The TGA produced by combustion during TG analysis can be identified by the distinct markings made in the thermogram. An interesting example occurs with samples of impure carbon nanotubes produced in which large amounts of metal catalysts are present. Due to combustion, a TGA trace may deviate from the normal of a well-behaved function. This phenomenon results from rapid temperature changes. When weight and temperature are plotted in comparison to time, a dramatic slope change in the first derivative plot is concurrent with the mass loss of the sample and the sudden increase in temperature observed by the thermocouple. The mass loss may be the result of smoke particles released from the burn due to discrepancies in the material, beyond the oxidation of carbon due to poorly controlled weight loss.

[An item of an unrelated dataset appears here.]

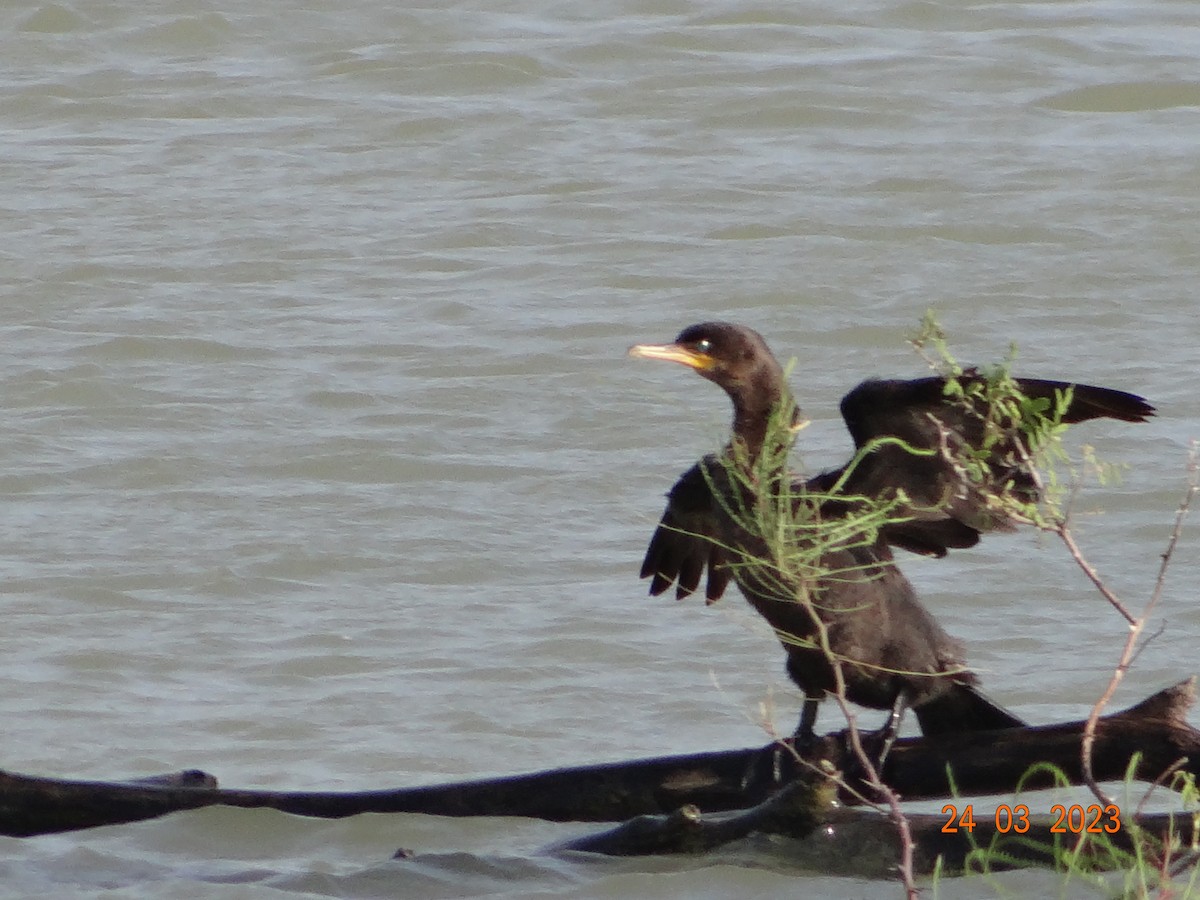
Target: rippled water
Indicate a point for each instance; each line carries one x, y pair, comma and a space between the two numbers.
323, 463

Different weight loss on the same sample at different points can also be used as a diagnosis for the anisotropy of the sample. For example, sampling with dispersed particles on the top and bottom sides of a sample can be useful for detecting sedimentation, as the thermograms will not overlap, but will show a difference between them if the particle distribution differs from one side. . [6] [7]

### thermogravimetric kinetics

Thermogravimetric kinetics can be explored for insight into the reaction mechanism of thermal (catalytic or non-catalytic) decomposition involved in the pyrolysis and combustion processes of various materials.

The activation energy of the decomposition process can be calculated using the Kissinger method.

Although a constant heating rate is more common, a constant mass loss rate can illuminate specific reaction kinetics. For example, the kinetic parameters of the carbonization of polyvinyl butyral were found using a constant mass loss rate of 0.2 wt%/min.

## Operation in combination with other equipment

Thermogravimetric analysis is often combined with other procedures or used in conjunction with other analytical methods.

For example, the TGA instrument continuously weighs a sample as it is heated to temperatures of up to 2000 °C for coupling with Fourier-transform infrared spectroscopy (FTIR) and mass spectrometry gas analysis. As the temperature increases, the various components of the sample disintegrate and the weight percentage of each resulting mass change can be measured.